Induction of acid resistance in Bifidobacterium: a mechanism for improving desirable traits of potentially probiotic strains

• Published in: Journal of Applied Microbiology Vol. 103; no. 4; pp. 1147 - 1157
• Main Authors: Collado, M.C, Sanz, Y
• Format: Journal Article
• Language: English
• Published: Oxford, UK Oxford, UK : Blackwell Publishing Ltd 01.10.2007; Blackwell Publishing Ltd; Blackwell Science
• Subjects: acid resistance; acid tolerance; Adaptation, Physiological; Adaptation, Physiological - drug effects; Adult; antibiotics; Bifidobacterium; Bifidobacterium - drug effects; Bifidobacterium - genetics; Bifidobacterium - growth & development; Bifidobacterium - physiology; Bifidobacterium catenulatum; Bifidobacterium longum; Bile Acids and Salts; Bile Acids and Salts - pharmacology; bile salts; Biological and medical sciences; Colony Count, Microbial; drug effects; Drug Resistance, Microbial; enzyme activity; feces; Feces - microbiology; Fermentation; Fundamental and applied biological sciences.
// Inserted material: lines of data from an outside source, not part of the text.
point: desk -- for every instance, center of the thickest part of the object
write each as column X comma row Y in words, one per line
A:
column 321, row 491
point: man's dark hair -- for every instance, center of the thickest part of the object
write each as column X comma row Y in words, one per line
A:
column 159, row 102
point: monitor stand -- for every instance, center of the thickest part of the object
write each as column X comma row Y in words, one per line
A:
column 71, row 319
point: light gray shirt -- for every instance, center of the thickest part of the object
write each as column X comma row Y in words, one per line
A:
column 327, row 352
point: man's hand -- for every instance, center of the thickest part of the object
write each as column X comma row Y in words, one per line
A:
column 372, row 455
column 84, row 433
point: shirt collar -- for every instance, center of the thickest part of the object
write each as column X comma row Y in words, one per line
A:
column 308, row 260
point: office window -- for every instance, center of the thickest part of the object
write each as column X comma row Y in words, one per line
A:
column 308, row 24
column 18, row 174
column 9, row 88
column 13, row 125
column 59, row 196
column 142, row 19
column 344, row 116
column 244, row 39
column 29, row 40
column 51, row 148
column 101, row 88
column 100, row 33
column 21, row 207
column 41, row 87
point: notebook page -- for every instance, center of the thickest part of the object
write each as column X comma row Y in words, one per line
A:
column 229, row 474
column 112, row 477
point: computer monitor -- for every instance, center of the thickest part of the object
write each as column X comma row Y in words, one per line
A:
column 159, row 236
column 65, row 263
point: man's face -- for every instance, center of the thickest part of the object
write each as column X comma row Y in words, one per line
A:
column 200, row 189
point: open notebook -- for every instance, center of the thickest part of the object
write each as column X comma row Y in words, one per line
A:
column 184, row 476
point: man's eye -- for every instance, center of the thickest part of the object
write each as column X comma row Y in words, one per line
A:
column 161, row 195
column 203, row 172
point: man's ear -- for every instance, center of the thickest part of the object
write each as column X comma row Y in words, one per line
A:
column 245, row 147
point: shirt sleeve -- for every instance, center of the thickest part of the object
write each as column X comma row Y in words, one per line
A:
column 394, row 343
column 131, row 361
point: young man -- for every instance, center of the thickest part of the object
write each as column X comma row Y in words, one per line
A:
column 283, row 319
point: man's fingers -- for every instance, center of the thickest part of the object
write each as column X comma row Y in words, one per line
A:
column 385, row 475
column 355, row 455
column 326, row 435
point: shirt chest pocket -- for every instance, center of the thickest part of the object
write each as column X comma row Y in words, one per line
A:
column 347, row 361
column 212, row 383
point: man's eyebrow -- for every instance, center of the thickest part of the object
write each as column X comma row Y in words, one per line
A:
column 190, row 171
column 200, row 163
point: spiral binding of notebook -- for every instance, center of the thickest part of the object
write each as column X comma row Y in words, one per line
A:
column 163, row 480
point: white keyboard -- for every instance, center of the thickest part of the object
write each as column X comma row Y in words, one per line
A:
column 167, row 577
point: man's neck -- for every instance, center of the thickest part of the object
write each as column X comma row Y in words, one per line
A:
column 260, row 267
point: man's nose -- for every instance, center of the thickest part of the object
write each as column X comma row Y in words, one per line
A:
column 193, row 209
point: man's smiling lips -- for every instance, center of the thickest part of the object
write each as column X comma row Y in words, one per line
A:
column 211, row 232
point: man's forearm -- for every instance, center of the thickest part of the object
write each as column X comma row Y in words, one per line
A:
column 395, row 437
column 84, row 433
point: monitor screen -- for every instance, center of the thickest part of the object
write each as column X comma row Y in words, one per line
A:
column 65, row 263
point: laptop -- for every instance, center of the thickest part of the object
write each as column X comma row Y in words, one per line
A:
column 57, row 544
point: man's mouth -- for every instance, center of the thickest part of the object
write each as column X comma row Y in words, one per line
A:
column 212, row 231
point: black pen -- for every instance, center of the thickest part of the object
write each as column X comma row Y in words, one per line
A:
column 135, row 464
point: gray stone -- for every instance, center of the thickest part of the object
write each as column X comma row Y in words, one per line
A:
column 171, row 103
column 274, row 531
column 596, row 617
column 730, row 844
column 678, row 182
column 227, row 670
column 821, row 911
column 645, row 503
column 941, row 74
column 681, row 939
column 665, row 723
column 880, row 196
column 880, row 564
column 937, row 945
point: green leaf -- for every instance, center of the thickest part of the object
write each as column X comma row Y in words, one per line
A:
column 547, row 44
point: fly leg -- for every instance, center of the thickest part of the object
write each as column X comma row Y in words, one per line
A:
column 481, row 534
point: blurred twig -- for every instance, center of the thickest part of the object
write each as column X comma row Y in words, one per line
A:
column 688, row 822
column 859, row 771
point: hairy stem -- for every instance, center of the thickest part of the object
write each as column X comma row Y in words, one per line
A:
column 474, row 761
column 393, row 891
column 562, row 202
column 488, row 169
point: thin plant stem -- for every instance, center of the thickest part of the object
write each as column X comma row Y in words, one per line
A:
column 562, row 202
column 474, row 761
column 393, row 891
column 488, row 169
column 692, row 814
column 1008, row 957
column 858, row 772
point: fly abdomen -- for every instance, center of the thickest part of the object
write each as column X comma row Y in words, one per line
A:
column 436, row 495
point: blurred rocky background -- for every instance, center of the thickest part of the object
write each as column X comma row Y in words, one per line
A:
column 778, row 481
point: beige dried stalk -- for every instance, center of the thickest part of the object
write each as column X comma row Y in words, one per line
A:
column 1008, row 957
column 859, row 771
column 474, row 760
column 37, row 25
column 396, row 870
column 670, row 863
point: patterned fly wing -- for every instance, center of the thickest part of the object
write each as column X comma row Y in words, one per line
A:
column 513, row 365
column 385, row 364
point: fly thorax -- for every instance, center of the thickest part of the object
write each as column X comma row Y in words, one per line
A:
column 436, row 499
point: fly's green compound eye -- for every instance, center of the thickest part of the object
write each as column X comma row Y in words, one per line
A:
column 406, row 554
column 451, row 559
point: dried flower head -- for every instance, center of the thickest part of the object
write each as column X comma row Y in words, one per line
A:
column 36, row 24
Psychology; Gastric Juice; Gastric Juice - microbiology; gastrointestinal transit; genetics; growth & development; Humans; Hydrochloric Acid; Hydrochloric Acid - pharmacology; Hydrogen-Ion Concentration; metabolism; methods; Microbial Sensitivity Tests; Microbiology; pharmacology; phenotype; physiology; probiotics; Probiotics - metabolism; Random Amplified Polymorphic DNA Technique; Random Amplified Polymorphic DNA Technique - methods; sodium chloride; Sodium Chloride - pharmacology; stress; stress tolerance; temperature; viability; Probiotic; Lactic acid bacteria; Bifidobacterium; Actinomycetaceae; Induction; Applied microbiology; Mechanism; Stress; Actinomycetales; Acid resistance; Bacteria; Actinomycetes; Viability; probiotics
• ISSN: 1364-5072; 1365-2672
• DOI: 10.1111/j.1365-2672.2007.03342.x

To generate stable acid-resistant Bifidobacterium strains isolated from human subjects and characterize the phenotypic changes of the acid-resistant derivatives. The ability of 20 Bifidobacterium strains isolated from human faeces to survive to simulated gastrointestinal transit was evaluated, showing major reductions in viability (0·25-5·8 logarithmic units) because of gastric stress conditions. Six acid-sensitive strains belonging to the species Bifidobacterium longum and Bifidobacterium catenulatum were submitted to prolonged incubation at pH 2·0 to generate acid-resistant strains. The acid-sensitive and acid-resistant derivative strains were characterized to determine the changes associated with the acquisition of an acid-tolerant phenotype. The acid-resistant derivatives showed better ability to grow in the presence of bile salt (1-3%) and NaCl (6-10%) and higher resistance at elevated temperatures (60-70°C, 10 min) than the parental strains. The acid-resistant derivatives displayed higher fermentative ability, and enzymatic activities. These strains also showed higher sensitivity to most of the tested antibiotics than the parental strains. The stress tolerance of B. longum and B. catenulatum strains was improved by prolonged exposure to acid stress conditions. Some of the generated strains also seemed to have enhanced metabolic properties of relevance for probiotic applications. The successful use of prolonged exposures to acid stress to improve the stability of human bifidobacteria indicates that this strategy could be useful for the production of robust probiotic strains, but involves other phenotypic changes that required an individual characterization.